Connector artifacts for Python software
For those who use Python, we advocate packaging JAR dependencies utilizing Maven, as proven within the Amazon Managed Service for Apache Flink examples GitHub repository. Nevertheless, when you’re passing straight a single JAR to your Amazon Managed Service for Apache Flink software, it’s essential to use the artifact that features all transitive dependencies. Within the case of the brand new Kinesis supply and sink, that is known as flink-sql-connector-aws-kinesis-streams
. This artifact contains solely the brand new supply. Consult with Amazon Kinesis Knowledge Streams SQL Connector for the correct package deal, in case you wish to use each the brand new and the legacy supply.
Conclusion
The brand new Flink Kinesis supply connector introduces many new options that enhance stability and efficiency, and prepares your software for Flink 2.x. Help for watermark idleness and alignment is a very necessary characteristic in case your software makes use of event-time semantics.
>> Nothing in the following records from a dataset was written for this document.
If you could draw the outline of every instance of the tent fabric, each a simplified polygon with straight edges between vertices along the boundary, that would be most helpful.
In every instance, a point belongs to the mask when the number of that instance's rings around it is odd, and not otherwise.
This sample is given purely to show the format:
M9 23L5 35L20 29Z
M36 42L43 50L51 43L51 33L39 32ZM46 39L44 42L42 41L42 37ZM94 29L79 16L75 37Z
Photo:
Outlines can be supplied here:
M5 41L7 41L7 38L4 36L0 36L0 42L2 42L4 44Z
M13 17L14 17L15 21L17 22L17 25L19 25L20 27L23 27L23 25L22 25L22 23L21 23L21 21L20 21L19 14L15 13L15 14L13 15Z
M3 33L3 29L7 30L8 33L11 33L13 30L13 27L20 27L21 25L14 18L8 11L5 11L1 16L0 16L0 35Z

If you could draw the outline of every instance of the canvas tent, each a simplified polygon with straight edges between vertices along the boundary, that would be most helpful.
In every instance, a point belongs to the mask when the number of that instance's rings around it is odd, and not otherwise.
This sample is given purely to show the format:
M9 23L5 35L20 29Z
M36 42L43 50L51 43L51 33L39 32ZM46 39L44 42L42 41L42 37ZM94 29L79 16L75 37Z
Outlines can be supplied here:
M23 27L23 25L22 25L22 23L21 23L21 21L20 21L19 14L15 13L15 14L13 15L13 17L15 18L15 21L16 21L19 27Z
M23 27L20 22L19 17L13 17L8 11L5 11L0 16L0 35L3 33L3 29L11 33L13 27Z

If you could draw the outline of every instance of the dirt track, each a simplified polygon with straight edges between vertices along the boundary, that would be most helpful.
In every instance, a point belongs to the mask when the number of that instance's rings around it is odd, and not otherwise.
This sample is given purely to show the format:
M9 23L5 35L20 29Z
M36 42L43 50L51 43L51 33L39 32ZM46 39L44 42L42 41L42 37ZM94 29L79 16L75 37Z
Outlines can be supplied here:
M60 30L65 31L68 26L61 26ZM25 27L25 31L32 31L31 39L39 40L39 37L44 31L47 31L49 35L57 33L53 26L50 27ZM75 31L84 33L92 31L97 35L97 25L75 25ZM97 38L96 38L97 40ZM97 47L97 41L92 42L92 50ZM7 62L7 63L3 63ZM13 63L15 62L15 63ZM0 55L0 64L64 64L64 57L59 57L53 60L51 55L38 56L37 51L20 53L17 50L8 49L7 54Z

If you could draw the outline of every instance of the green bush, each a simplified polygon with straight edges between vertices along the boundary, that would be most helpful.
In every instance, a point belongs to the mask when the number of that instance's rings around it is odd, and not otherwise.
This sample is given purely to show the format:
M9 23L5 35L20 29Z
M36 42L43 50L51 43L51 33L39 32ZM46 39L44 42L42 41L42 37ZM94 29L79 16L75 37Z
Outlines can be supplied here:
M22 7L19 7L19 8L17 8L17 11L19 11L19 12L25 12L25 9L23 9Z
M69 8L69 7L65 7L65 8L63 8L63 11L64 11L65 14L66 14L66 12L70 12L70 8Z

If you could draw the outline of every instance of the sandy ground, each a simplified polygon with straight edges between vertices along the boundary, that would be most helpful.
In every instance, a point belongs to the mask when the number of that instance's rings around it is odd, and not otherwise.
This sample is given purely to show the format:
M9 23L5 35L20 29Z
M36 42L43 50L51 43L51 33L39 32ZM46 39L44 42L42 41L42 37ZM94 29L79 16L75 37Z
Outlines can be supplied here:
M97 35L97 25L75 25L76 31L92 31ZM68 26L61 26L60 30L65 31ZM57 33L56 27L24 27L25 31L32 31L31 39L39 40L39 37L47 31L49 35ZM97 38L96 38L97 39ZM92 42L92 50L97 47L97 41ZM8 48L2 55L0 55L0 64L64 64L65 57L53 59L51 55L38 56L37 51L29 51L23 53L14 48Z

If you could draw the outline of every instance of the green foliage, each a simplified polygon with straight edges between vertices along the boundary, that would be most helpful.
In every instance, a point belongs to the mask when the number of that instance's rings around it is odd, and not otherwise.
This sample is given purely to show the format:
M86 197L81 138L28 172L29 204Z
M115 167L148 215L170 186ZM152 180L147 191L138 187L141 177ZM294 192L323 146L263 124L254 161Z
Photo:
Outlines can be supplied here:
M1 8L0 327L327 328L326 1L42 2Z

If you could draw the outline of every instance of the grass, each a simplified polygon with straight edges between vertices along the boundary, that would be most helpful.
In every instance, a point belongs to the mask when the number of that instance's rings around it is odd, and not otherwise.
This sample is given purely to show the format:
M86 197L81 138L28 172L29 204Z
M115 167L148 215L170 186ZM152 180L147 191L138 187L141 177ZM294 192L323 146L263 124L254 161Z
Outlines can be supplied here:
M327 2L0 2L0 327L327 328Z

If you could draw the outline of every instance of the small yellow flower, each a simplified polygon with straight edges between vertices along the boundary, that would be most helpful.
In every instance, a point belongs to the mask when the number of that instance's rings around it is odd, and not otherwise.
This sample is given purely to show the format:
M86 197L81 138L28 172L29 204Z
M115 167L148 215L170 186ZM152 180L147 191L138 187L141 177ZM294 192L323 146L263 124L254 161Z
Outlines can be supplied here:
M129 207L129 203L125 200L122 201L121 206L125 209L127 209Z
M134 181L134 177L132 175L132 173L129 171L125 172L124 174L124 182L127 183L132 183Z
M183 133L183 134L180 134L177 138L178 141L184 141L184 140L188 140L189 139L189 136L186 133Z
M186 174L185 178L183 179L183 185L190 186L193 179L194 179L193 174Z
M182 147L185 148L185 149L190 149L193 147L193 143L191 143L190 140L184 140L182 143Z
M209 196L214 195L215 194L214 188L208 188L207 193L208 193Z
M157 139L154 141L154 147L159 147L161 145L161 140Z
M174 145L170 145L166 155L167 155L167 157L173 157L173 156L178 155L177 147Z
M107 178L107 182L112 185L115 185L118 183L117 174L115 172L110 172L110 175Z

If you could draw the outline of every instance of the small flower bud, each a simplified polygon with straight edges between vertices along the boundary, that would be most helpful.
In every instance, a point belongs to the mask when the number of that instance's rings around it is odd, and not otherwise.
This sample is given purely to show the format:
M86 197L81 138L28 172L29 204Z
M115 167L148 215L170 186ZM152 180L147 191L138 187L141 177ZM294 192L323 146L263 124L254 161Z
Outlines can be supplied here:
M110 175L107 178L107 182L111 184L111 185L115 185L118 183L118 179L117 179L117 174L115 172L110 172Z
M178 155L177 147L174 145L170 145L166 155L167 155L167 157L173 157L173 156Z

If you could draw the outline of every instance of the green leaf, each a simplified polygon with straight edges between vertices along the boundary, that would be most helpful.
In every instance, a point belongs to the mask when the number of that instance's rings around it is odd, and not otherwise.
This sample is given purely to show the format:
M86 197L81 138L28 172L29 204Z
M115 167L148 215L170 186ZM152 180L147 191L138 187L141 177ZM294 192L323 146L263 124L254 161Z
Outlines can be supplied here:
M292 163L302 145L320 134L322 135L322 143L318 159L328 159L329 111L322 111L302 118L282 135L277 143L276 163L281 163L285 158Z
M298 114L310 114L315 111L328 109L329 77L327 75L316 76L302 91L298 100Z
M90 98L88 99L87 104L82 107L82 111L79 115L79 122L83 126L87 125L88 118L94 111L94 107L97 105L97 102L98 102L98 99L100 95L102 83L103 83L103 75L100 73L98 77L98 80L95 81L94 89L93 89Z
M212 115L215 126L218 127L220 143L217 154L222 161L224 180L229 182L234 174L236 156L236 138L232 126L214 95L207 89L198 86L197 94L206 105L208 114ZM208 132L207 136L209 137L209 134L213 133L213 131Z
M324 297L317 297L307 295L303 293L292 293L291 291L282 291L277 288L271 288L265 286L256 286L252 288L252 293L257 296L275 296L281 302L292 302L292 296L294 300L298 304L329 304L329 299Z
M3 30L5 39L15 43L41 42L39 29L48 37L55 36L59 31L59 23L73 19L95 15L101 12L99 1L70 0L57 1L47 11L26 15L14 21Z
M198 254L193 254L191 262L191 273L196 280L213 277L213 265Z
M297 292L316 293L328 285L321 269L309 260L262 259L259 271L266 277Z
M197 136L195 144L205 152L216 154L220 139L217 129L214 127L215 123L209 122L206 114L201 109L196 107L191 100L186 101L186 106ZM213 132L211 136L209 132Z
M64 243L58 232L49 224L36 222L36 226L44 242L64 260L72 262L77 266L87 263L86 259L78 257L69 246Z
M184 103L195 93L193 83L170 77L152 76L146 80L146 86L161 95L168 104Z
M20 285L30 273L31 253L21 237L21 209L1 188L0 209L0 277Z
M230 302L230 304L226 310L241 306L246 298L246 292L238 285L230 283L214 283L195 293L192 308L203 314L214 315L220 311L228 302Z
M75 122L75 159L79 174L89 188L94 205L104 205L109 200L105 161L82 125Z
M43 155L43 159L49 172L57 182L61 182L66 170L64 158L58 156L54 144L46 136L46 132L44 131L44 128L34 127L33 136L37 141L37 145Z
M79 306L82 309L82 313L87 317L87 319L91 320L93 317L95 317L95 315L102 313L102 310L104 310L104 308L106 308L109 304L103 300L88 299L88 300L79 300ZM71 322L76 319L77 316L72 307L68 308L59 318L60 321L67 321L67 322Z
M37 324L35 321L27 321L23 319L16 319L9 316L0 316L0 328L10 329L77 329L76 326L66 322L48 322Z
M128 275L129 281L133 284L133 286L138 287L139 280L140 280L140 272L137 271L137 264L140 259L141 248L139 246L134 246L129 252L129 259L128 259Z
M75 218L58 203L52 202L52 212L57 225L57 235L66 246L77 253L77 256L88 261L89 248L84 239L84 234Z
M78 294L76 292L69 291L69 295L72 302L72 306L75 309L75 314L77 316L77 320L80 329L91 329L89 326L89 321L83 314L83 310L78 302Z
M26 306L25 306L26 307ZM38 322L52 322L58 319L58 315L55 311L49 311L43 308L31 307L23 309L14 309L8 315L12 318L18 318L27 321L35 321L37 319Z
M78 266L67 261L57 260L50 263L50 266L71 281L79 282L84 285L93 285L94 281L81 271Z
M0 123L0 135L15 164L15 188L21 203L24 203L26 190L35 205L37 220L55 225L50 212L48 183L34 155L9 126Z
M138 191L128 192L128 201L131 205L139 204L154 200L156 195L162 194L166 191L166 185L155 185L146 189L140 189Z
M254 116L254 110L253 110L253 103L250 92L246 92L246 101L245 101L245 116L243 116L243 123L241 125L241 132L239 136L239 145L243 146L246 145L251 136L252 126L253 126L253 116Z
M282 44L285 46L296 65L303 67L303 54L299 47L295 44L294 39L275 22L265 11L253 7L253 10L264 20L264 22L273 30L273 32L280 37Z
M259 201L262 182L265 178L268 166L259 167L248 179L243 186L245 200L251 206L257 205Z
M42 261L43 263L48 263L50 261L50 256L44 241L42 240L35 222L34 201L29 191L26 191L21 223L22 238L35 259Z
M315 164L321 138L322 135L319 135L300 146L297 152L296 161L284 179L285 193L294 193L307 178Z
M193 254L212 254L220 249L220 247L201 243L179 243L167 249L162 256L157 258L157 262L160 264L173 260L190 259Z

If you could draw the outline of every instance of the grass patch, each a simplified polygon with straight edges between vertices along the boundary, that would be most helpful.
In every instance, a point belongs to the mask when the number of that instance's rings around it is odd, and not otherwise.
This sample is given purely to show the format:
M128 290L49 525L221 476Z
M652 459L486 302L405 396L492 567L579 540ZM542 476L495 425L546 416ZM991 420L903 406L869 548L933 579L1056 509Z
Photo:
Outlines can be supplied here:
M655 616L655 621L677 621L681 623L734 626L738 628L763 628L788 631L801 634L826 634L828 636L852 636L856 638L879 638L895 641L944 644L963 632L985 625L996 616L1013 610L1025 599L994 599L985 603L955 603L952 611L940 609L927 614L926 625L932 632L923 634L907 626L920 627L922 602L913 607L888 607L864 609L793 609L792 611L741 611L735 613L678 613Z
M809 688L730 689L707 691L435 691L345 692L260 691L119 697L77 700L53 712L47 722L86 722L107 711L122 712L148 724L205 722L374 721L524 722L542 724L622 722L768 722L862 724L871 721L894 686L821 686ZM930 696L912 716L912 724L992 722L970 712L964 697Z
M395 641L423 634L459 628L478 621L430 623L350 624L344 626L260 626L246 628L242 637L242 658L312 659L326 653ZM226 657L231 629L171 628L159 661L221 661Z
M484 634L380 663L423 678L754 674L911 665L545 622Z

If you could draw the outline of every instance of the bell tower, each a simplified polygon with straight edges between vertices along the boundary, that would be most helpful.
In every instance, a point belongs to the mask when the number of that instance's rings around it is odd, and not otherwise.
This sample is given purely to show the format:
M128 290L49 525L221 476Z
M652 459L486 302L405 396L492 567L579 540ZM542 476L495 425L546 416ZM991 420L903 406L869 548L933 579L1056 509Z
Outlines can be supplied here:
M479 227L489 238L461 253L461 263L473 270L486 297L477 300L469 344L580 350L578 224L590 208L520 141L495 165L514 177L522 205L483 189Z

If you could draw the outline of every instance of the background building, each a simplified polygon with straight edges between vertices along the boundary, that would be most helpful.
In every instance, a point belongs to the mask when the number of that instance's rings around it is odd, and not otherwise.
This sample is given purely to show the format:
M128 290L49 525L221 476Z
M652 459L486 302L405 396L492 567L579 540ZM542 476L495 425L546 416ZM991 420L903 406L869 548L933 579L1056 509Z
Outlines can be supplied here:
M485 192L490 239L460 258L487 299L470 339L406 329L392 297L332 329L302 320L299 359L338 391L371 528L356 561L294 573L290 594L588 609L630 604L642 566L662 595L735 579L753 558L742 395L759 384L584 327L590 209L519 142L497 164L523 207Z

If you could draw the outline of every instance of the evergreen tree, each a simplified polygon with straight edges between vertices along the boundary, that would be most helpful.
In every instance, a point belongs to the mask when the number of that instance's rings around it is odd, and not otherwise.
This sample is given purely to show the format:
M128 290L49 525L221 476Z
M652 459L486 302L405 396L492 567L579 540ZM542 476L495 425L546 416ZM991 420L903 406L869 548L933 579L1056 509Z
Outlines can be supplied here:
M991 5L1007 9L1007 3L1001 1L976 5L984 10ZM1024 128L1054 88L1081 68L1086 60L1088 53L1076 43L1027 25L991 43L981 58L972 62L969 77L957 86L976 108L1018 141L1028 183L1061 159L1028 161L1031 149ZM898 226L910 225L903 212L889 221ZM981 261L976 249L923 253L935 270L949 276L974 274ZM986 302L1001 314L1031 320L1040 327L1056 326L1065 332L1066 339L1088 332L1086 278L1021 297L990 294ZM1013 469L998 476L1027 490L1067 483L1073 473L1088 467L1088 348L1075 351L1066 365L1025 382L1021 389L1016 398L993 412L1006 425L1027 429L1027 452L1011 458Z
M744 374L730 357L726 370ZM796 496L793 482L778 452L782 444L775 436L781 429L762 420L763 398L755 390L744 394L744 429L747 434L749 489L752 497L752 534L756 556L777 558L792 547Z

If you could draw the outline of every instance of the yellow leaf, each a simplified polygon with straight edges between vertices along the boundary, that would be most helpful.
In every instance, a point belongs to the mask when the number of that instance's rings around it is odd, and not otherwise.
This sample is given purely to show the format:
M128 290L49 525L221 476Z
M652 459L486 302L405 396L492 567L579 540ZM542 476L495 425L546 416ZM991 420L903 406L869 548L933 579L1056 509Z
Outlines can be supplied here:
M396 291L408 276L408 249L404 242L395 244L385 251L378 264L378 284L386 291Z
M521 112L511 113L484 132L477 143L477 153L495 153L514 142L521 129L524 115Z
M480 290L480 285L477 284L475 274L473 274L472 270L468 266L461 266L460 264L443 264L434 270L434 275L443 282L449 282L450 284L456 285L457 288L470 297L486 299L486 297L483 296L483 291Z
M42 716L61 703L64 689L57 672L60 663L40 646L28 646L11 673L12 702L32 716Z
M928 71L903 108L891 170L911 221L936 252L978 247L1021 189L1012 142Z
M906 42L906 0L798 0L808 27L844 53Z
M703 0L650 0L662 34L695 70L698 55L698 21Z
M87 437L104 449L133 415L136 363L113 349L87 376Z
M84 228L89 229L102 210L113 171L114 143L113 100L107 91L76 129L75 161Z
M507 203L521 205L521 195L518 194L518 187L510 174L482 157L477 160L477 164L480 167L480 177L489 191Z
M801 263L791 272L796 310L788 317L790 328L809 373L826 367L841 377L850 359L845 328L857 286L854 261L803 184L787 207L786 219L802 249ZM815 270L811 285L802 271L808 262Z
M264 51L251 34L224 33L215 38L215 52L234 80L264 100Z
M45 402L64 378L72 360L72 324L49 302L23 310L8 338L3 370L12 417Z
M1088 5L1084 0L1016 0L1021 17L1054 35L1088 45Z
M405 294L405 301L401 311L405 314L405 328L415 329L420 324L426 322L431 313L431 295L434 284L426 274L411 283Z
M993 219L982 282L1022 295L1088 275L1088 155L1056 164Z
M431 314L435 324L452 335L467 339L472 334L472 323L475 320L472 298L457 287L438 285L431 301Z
The power to retain document ordering improves information consistency, specifically when stream resharding occurs, and whenever you replay outdated information from a stream that has been reshared.
It’s best to fastidiously plan the change when you’re migrating your software from the legacy Kinesis supply connector, and be sure to comply with Flink’s greatest practices like specifying a UID on all DataStream operators.
You’ll find a working instance of Java DataStream API software utilizing the brand new connector, within the Amazon Managed Service for Apache Flink samples GitHub repository.
To be taught extra concerning the new Flink Kinesis supply connector, check with Amazon Kinesis Knowledge Streams Connector and Amazon Kinesis Knowledge Streams SQL Connector.
Concerning the Writer
Lorenzo Nicora works as a Senior Streaming Options Architect at AWS, serving to prospects throughout EMEA. He has been constructing cloud-centered, data-intensive methods for over 25 years, working throughout industries each by way of consultancies and product corporations. He has used open supply applied sciences extensively and contributed to a number of tasks, together with Apache Flink.